Nonlinear 3D Face Morphable Model

As a classic statistical model of 3D facial shape and texture, 3D Morphable Model (3DMM) is widely used in facial analysis, including model fitting, image synthesis, etc. Conventional 3DMM is learned from a collection of wellcontrolled 2D face images with associated 3D face scans, and represented by two sets of PCA basis functions. Due to the type and amount of training data, as well as, the linear bases, the representation power of 3DMM can be limited. To address these problems, this paper proposes an innovative framework to learn a nonlinear 3DMM model from a large set of unconstrained face images, without collecting 3D face scans. Specifically, given a face image as input, a network encoder estimates the projection, shape and texture parameters. Two network decoders serve as the nonlinear 3DMM to map from the shape and texture parameters to the 3D shape and texture, respectively. With the projection parameter, 3D shape, and texture, a novel analyticallydifferentiable rendering layer is designed to reconstruct the original input face. The entire architecture is end-to-end trainable with only weak supervision. We demonstrate the superior representation power of our nonlinear 3DMM over its linear counterpart, and its contribution to face alignment and 3D face reconstruction.

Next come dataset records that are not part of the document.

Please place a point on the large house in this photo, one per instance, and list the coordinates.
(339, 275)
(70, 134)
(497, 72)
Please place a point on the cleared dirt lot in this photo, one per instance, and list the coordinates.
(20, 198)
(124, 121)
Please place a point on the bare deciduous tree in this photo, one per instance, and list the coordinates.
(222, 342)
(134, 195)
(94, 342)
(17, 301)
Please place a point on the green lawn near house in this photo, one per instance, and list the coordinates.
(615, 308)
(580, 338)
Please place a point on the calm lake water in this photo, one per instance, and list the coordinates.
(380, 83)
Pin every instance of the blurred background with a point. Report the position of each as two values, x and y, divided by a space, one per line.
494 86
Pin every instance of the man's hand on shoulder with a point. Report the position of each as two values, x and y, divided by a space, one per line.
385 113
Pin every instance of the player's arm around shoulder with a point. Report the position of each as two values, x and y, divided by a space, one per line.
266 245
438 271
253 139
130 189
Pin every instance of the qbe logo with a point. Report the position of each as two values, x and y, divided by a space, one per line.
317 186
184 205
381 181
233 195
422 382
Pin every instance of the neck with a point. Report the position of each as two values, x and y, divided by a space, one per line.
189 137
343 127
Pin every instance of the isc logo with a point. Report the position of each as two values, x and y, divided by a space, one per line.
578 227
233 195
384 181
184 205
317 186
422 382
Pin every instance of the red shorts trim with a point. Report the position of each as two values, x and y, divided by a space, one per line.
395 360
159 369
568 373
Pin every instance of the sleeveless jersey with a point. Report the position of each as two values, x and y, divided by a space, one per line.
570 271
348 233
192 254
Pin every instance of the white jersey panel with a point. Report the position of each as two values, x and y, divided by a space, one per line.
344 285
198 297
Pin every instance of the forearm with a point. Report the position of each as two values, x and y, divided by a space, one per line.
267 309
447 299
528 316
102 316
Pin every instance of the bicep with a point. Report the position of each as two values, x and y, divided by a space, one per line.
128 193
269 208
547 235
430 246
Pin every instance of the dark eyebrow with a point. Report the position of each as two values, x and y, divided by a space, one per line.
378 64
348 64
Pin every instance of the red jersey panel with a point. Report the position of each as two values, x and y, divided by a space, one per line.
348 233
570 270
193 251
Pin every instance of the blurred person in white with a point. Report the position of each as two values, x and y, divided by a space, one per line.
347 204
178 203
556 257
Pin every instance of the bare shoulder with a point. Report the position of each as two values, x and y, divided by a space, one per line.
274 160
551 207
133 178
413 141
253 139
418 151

Disentangled Representation Learning GAN for Pose-Invariant Face Recognition

The large pose discrepancy between two face images is one of the key challenges in face recognition. The conventional approach to pose-robust face recognition either performs face frontalization on, or learns a pose-invariant representation from, a non-frontal face image. We argue that, it is more desirable to perform both tasks jointly to allow them to leverage each other. To this end, this paper proposes Disentangled Representation Learning-Generative Adversarial Network (DR-GAN) with three distinct novelties. First, the encoder-decoder structure of the generator allows DR-GAN to learn the identity representation for each face image, in addition to image synthesis. Second, this representation is explicitly disentangled from other face variations such as pose, through the pose code provided to the decoder and pose estimation in the discriminator. Third, DR-GAN can take one or multiple images as the input, and generate one integrated representation along with an arbitrary number of synthetic images. Quantitative and qualitative evaluation on both constrained and unconstrained databases demonstrate the superiority of DR-GAN over the state of the art.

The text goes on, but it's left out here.